Per iniziare a fare ikebana cosa serve?

Essenzialmente un maestro.

Sembrerà scontato, ma non è così. Potete leggere tutti i libri sull’ikebana e cercare di copiare quelli che vedete, ma senza la presenza di un maestro che vi sappia indicare il percorso non arriverete a nulla perché fare ikebana non è solo imparare una tecnica, ma tutta la filosofia e la spiritualità che c’è dietro di essa.

Su internet ho visto spacciare per ikebana persino composizioni con fiori di plastica, piume di fagiano abbinati a …. un granchio di plastica!

Quando si inizia non è necessario essere attrezzati, fornirà tutto il maestro, ma piano piano verrà naturale dotarsi di mezzi che ci permetteranno di ripetere a casa le lezioni apprese o semplicemente di rilassarsi facendo ikebana.

Nella scuola Sogetsu si utilizzano contenitori di qualsiasi tipo, ma quelli fondamentali sono il suiban e un vaso alto.

Il suiban è una  ciotola bassa e tonda dove si fa una composizione chiamata moribana (letteralmente “fiori impilati”).

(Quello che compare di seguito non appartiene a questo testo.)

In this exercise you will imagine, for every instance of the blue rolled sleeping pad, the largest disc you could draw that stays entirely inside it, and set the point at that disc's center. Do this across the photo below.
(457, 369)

L’altro invece è un vaso cilindrico o quadrangolare alto utilizzato per la composizione denominata nageire (letteralmente “fiori gettati dentro”).

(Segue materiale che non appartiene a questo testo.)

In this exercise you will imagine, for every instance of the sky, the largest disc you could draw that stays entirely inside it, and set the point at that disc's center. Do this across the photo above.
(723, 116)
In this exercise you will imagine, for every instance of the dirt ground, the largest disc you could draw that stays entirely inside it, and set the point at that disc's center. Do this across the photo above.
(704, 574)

Se per il nageire andremo a costruire, secondo tecniche varie, il nostro sostegno per i fiori, nel moribana si utilizza il kenzan (letteralmente “montagna di spade”).

Il kenzan è di diverse dimensioni e forme a seconda del bisogno (un utile strumento è il Kenzan Okoshi che ci aiuterà a raddrizzare i chiodini del kenzan che tendono a storcersi a lungo andare e ad eliminare lo sporco che tra i vari dentini può rimanere) .

Come cesoie possiamo utilizzare quelle comuni da giardiniere o le hasami.